Gözlemeye gözlemlemeye devam… Ama bu sefer en az benim kadar fotoğraflar da konuşacak. Dün Josui olarak adlandırılan beldeden nihayet ayrılıp Nagoya’ya gittim. Burası Tokyo ve Kyoto kadar olmasa da Japonya’nın en ünlü şehirlerinden biri. Toyota’nın başkenti. TPS’in doğduğu, büyüdüğü ve buradan dünyaya yayıldığı yer. Toyota’nın ilk fabrikası şehrin göbeğine neredeyse yürüme mesafesi kadar yakın. İnsanın metro hatlarının karmaşasından başı dönüyor.
Nagoya’ya gitmek için belki onlarca hat alternatifiniz var.

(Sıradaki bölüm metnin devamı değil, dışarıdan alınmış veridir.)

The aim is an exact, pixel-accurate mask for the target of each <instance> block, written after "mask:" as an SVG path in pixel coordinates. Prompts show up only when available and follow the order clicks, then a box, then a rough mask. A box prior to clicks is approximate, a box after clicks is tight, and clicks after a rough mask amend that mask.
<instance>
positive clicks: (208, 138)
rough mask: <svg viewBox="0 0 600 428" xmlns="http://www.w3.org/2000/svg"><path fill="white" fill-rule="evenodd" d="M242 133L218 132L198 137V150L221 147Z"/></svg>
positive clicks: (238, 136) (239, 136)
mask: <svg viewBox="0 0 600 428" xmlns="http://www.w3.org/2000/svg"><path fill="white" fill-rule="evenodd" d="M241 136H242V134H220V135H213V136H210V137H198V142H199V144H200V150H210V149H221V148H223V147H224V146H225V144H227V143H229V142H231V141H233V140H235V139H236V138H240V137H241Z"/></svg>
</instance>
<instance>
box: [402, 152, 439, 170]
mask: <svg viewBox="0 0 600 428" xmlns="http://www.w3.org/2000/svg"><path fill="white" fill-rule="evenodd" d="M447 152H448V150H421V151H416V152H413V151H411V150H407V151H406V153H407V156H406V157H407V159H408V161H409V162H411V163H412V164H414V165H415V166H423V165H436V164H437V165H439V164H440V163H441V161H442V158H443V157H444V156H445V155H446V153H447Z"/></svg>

Burada da görsel yönetim hat safhada kullanılmış, bu metroyu ilk kez kullanan biri olarak tek tük birkaç hatayı saymazsak istediğim noktaya ulaşmak hiç de zor olmadı. Metro duraklarındaki görsellik hat safhada, o kadar hat safhada ki görme engelliler dahi kolayca yolunu bulabilir hale getirilmiş. Bizde daha yeni yeni “göstermelik de olsa” bir yerlerde başlatılan yerlerdeki kabratmalı taşlar (yere döşeyip duvarda sonlandırılanlardan, trajikomik örneklerden hatırlayabilirsiniz) şöyle dursun, adamlar merdiven trabzanlarına bile görme engelliler için görselliği yerleştirebilecek olgunluğa erişmiş.

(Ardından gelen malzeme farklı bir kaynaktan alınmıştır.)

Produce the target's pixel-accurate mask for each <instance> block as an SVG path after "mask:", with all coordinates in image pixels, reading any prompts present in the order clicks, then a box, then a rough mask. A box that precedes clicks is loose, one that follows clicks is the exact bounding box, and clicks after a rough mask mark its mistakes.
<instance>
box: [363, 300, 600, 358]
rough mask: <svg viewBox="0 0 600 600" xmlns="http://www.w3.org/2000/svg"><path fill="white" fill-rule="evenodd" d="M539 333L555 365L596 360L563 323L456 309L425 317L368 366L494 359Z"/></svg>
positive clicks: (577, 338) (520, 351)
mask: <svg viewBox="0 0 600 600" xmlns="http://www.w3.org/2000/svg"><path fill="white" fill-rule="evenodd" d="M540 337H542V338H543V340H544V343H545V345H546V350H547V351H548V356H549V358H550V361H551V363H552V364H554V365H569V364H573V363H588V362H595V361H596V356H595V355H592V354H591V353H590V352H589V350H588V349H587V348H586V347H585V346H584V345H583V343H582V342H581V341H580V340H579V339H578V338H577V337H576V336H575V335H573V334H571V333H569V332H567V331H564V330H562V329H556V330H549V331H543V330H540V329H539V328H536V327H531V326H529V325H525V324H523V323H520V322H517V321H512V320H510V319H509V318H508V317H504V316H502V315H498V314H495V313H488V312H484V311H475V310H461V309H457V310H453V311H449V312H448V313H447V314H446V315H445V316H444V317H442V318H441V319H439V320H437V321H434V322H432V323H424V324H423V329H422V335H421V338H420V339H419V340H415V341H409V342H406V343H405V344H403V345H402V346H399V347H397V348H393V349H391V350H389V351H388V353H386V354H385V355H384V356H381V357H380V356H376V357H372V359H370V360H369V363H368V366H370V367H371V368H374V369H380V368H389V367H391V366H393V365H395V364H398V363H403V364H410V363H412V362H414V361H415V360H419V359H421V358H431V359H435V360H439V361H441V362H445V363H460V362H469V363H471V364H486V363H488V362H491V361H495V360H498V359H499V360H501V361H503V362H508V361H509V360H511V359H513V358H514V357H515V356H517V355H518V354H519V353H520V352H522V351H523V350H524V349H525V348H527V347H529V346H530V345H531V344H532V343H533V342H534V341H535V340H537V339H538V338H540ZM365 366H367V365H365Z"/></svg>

“Babasını bu kadar övmemiştir Yalın Danışman, söz konusu Japonlar olunca abarttı da abarttı!” diyenleriniz olabilir. Ama hayranlığım onların zekasına falan değil. Tam tersine kendileri pratik zekadan ve duygulardan yoksun kişiler, burada övülecek bir şey yok. Benim hoşuma giden herşeyi belirli bir düzen ve standart içinde gerçekleştiriyor olmaları; yoksa süper zekalı inovatif kişiler değiller. Ha bi de olsalardı ne olurdu onu hiç bilemiyorum.
Allah bi yerden verirken diğer taraftan alıyor galiba! Bu heyecansızlık ve monotonluk beraberinde standart iş yapma bilincini getirmiş. Oldukça zor oğrendikleri ve okumak için ciddi zaman harcadıkları Kanji alfabeleri ise görselliği önemsemelerinin yolunu açmış. Yetiştikleri ortam, gerek coğrafi koşulların zorladığı; gerekse doğal afetlerin hırpaladığı bir bölge olması dolayısıyla kendilerini sabırlı ve ihtiyatlı ve insan hayatını önemseyen kişiler olarak evrimleştirmiş gibime geliyor. Bu ihtiyat ve sabır, duygudan yoksunluğa sebep olurken; bambaşka bir iş yapma bilinci ve kendilerini geliştirme içgüdüsü geliştirmiş. Ben bir sosyolog değilim, bu kadar yorum yapmak benim haddime düşmez; ancak geçen anlattığım gibi Akdeniz insanları olan bizler ile aramızdaki farklılık oldukça hissedilir cinsten. Ben sadece bu üretim sistemini geliştiren adamların kültürel altyapısının TPS’e etkilerini merak ediyorum hepsi bu. Bu bir tez konusu olabilecek kadar komplike bir konu. Sosyologlara duyurulur. Ben sustum.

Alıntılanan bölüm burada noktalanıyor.